Sorry to hear about your situation. Unfortunately, you are in a similar situation to a host of young, married, Indian men.

Ok, first a few clarifications.

1. Do your parents pay the bills, buy groceries, pay domestic help, etc etc ? Or do you also pay for that apart from the contribution ?

2. Has your wife directly asked your parents about the reduced contribution, or argued your case with your parents ?

3. You said your parents show frustration that you get provoked by your wife. How do they know this? Have you spoken about it? Or has your wife done so directly?

4. Is it an arranged marriage or a love marriage?

Please let me know and we will take this forward accordingly.

In the meanwhile, you should know that in ALMOST ALL cases, where the parents and daughter in law fight, the one who gets the most squashed is the husband. You are the one who will get hit from both sides. But, there are ways to try and come around it, and... forgive me for saying this....

Boozing and drinking is the most foolish, UNPRODUCTIVE method of dealing with your situation. What exactly do you hope to solve by drinking? Would you like to become a drunk whose daughter is embarrassed of ? Would you like your wife to leave you for good and take your daughter with her ?
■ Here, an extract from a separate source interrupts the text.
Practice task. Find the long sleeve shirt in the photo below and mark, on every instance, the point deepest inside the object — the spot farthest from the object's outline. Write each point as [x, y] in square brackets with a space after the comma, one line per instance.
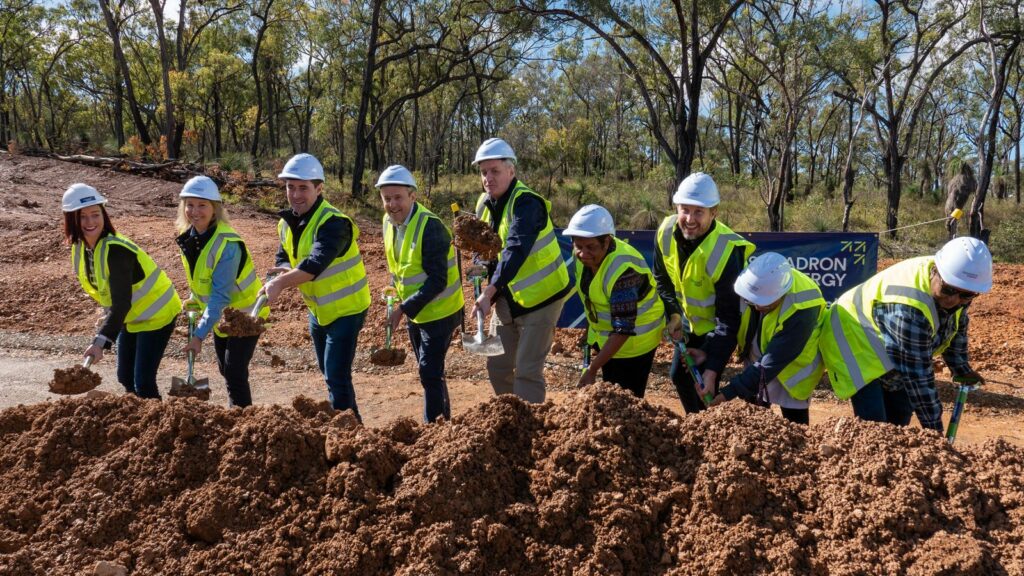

You said you stopped breaking things. Well that' s good, because things are also a form of God. And it' s not an acceptable manner of dealing with anger or frustration. Secondly, you REALLY don' t want your little child to see and replay that kind of anger or behaviour.

On another note, it is perfectly justified that you feel frustrated and helpless because of the situation you are in. Don' t worry. There may be ways and means of trying to sort it out.